« Me voilà perdue » écrit mon amie H. Comment embrayer sur un tel programme ? Comment enchaîner sur une si belle entrée en matière ? Il est beau ton texte mon amie. Et évidemment j’aurais pu écrire la même première phrase. La 1ère seulement. H, est un peu ma sœur d’outre-méditerranée. Et je me demande à chaque fois que je me reconnais dans son écriture ce qui nous rapproche à ce point malgré nos vécus si différents. Peut-être juste la langue française ou le souvenir-désir de la langue turque (pour moi parfois plus un répulsif contre lequel je viens bûter quand mon peuple me désespère) ou notre condition féminine, nos rêves et aussi je crois,  nos soumissions, nos redditions ?

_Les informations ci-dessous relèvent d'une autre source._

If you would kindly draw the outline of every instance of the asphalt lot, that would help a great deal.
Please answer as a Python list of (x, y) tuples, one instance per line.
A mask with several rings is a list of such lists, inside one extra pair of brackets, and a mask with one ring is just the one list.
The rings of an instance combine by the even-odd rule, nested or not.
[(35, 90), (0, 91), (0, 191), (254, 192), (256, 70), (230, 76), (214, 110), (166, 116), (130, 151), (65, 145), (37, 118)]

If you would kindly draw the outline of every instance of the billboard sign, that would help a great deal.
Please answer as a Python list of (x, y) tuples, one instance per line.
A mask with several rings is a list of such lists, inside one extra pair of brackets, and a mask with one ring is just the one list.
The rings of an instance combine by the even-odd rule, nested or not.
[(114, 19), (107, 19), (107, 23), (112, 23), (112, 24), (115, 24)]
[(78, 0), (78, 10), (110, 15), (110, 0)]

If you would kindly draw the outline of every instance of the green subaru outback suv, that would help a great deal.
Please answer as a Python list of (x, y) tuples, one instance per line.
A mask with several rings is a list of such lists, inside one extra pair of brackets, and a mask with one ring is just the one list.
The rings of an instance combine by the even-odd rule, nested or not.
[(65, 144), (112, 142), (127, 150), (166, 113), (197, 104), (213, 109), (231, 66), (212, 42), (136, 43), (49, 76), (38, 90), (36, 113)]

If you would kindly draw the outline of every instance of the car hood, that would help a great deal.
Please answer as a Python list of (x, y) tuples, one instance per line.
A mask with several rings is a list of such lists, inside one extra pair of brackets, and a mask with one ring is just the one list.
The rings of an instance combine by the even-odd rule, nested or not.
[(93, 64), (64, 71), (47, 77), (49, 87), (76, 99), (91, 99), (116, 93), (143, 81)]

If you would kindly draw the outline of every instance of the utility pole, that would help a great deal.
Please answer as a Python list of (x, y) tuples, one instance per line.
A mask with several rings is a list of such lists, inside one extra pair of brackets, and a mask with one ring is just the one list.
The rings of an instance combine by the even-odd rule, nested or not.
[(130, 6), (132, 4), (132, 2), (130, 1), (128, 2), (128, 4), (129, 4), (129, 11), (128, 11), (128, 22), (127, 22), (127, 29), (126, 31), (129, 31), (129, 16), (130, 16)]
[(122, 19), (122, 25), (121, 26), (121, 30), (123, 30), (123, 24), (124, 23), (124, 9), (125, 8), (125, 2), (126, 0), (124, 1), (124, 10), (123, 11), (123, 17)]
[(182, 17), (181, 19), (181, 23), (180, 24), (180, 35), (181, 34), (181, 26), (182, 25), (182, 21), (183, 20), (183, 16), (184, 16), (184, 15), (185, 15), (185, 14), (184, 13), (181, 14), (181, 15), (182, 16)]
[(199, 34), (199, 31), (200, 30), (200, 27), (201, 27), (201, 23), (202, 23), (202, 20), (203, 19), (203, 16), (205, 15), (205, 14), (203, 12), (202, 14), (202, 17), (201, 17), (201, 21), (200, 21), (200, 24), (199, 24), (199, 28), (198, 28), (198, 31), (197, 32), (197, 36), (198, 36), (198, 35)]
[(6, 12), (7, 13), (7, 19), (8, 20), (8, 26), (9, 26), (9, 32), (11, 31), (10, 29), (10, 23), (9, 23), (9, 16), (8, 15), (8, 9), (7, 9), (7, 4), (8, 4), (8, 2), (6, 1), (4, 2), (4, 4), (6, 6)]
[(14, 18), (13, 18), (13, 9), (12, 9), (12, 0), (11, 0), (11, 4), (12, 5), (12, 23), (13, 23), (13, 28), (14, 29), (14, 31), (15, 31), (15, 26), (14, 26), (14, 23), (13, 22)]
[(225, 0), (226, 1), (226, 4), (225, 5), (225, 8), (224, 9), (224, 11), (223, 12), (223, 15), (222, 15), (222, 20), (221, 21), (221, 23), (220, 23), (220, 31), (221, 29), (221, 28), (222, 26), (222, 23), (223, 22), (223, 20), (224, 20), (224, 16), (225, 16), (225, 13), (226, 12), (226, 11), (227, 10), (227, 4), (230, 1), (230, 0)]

Quels profondeurs veux-tu explorer mon amie ? Je ne suis pas sûre, moi, de vouloir plonger. Je flotte à la surface des choses, ni dedans ni dehors. Les mots m’échappent, une colère sourde me saisit parfois que j’endors à coup de radios française dans ma cuisine belge. Un 3ème pays pour mieux se perdre encore ?

Voilà une autre entrée en matière ma belle amie, à reculons, ; à pas craintifs sur une corde tendue dans la frontière tremblant au-dessus du trou béant qui me sépare de ma liberté. Funambule ou plongeur des grands fonds ? Je dirais somnambule plutôt. Puisque je fais taire ma douleur dans les abrutissements, les sommeils. Même plein d’insomnies, même mauvais.